Dec 29, 10
Read from December 26 to 28, 2010 — I own a copy, read count: 1
This book has what you always wanted: to have Christopher Hitchens as your own personal epistolarian, the king of pen pals. There is also the added bonus of not having to expend effort writing replies as these are already presumed by Hitch.
A contrarian is perhaps what Hitchens would describe himself as, essentially someone who argues against a majority, established opinion. What is contained in this book is a series of letters from Hitchens giving his advice and experience from a lifetime as an intellectual and radical public figure to unnamed "student" of his.

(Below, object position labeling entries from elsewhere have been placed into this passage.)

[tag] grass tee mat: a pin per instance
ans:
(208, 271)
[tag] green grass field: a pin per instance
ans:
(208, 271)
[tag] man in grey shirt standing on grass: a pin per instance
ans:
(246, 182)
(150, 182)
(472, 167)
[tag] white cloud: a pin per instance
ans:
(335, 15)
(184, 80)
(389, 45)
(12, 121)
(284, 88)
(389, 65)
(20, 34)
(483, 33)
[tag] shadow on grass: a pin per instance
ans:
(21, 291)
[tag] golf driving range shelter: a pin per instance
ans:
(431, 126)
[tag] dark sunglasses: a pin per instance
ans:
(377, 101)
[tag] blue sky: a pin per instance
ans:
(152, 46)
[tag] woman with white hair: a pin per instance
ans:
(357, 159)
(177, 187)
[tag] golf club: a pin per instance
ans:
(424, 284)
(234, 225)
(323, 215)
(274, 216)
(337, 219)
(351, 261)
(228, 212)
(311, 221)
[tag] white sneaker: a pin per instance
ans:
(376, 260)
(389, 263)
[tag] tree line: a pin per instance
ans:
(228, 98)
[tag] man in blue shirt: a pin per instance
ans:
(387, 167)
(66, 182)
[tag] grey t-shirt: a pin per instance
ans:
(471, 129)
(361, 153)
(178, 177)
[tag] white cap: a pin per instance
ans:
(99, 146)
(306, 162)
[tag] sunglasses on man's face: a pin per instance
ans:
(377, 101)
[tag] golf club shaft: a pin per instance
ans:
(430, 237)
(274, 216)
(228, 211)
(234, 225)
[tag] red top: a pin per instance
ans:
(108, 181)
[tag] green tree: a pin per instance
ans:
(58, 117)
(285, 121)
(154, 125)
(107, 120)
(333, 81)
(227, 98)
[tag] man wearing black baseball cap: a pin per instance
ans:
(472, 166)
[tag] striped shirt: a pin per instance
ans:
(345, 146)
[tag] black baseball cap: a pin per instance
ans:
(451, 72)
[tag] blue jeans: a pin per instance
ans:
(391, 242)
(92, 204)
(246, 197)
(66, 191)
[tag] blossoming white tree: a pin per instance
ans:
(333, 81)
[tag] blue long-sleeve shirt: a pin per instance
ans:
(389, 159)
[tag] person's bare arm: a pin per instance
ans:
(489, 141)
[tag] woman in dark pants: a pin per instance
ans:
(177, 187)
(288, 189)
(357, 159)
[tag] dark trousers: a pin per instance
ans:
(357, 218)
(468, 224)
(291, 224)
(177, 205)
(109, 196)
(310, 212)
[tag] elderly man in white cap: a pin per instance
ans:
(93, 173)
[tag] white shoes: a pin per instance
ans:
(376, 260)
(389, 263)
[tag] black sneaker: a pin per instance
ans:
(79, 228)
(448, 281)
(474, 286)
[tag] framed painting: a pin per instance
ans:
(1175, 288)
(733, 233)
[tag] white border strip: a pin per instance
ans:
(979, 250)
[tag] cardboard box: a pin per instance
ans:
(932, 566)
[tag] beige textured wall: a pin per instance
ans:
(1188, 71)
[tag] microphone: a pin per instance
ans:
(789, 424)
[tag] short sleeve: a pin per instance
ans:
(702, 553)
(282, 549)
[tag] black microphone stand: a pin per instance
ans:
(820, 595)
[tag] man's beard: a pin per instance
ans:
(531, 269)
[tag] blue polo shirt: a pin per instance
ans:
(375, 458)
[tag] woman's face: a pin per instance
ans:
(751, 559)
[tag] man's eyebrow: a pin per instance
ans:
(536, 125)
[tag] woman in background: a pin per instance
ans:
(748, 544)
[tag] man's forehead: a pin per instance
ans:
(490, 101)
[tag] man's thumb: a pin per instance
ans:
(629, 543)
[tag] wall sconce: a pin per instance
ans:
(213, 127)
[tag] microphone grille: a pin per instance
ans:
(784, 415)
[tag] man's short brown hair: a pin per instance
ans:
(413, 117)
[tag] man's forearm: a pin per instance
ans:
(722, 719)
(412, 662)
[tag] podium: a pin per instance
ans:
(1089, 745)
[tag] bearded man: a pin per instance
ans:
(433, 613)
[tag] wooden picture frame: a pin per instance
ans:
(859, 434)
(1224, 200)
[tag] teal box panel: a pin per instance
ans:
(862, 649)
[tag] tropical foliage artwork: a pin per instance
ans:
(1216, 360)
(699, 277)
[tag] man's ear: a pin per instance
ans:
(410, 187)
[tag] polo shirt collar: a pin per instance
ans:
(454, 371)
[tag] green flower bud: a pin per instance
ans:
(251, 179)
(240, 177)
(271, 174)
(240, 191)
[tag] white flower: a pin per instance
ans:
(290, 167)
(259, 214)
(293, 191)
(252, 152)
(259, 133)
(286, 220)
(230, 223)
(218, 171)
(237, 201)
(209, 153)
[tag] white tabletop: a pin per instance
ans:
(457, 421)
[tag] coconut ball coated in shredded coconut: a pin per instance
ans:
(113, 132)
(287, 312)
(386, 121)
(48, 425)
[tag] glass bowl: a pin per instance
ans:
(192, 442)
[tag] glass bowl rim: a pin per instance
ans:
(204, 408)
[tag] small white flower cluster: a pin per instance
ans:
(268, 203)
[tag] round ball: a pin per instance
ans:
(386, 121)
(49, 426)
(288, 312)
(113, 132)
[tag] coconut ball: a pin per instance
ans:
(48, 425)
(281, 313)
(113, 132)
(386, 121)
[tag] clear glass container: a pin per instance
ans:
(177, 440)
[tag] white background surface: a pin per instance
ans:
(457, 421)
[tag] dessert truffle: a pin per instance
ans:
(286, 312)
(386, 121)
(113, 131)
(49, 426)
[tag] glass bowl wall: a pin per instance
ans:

There are lessons on how to think for yourself, who or what to be suspicious of, suggestions of books to read, how to cope with attacks (such as the charge of elitism) and how to effectively get your point across, among other topics discussed. "Lessons" is perhaps a misleading term, though all of these tools of the contrarian were discussed in his usual, highly readable and engaging writing style, I could hear his voice ringing defiantly around inside my head.
There was also a brief touching on religion, as you would expect, though obviously not in as much detail as God Is Not Great, the only other full length work of Hitchens that I've read (and greatly enjoyed I would add). Sitting on my shelf staring at me just now is the smoking figure himself, on the cover of his latest book, his memoir Hitch 22, which I now eagerly look forward to consuming in the next few weeks.